The remaining four publications are focused on the field of host–parasite relationships in fasciolosis. In this foodborne zoonotic disease, resistant isolates of the parasite against the drug of choice, triclabendazole, have been increasingly reported in several countries. This fact has encouraged the development of alternative treatment or other control strategies, such as vaccination trials, for which understanding the cross-talk interactions between hosts and parasites is of paramount importance. The study published by Mas-Coma et al. [7] explored the capacity of llamas to participate in the transmission and epidemiology of fasciolosis in South America. The results showed that although eggs shed by these animals might eventually reach the adult stage, their transmission capacity should be considered negligible, and therefore, llamas should not be considered for control initiatives in fasciolosis. On the same continent, Bargues et al. [8] undertook a detailed phenotypic and molecular study to clarify the presence of big-sized fasciolids found in Ecuador and previously identified as Fasciola gigantica, whose distribution is restricted to parts of Africa and Asia, apparently. After developing genotyping of these parasites, authors concluded that F. gigantica does not appear to be able to colonize the New World. In the next study, Barbour et al. [9] payed their attention in the newly excysted juvenile worms of F. hepatica, which are the first parasitic stage found within the vertebrate host. These juvenile parasites invade the host tissues by crossing the small intestine and migrating to the liver by secreting cathepsin proteases, among other mechanisms. The authors studied the physio-biochemical characteristics of four of these enzymes (FhCB1, FhCB2, FhCB3 and FhCL3) showing their wide variety in terms of activity, optimal pH and substrate specificity, which could be beneficial for the parasite as an efficient digestion system. Finally, in the study published by Molina-Hernández et al. [10], these authors evaluated the hepatic lesions in sheep immunized with a partially protective vaccine against F. hepatica. They characterized the presence of degenerated adult worms associated with severe granulomatous inflammation in bile ducts from the above-mentioned sheep by immunohistochemistry.
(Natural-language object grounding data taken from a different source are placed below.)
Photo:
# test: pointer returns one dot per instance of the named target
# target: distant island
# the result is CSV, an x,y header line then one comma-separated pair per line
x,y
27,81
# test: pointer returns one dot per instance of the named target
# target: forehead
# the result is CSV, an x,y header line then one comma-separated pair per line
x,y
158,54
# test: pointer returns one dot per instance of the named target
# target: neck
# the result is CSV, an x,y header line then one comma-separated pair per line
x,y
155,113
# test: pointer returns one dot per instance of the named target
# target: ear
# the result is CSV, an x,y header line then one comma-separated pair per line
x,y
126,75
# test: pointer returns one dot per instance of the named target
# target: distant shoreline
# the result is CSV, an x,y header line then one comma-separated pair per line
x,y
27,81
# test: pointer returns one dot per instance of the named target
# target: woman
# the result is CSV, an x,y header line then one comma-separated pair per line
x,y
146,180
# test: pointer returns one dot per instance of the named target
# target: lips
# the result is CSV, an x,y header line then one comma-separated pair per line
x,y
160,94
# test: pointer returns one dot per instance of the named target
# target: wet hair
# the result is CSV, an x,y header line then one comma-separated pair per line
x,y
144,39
In sum, the articles published in this Special Issue gathered different approaches for the study of host–parasite relationships in veterinary parasitology from the point of view of epidemiology, genetics, veterinary medicine, molecular biology and others. This fact reflects the multi-disciplinary concept that is required to deal with the complexity of parasitic systems. Consequently, veterinary parasitology research needs to be transdisciplinary, under the umbrella of One Health, in order to be able to generate all the knowledge that is needed to identify and select potential vaccine targets in a more rational way. To reach this objective, (1) setting up new models to understand the host–parasite relationship (specially at the early stages of infections); (2) undertaking omics-based analyses to obtain a comprehensive picture of this interaction; and (3) developing post-genomic approaches (e.g., CRISPR-Cas) will be needed to select the most promising candidates to target in attempts to fight animal parasites (Figure 1).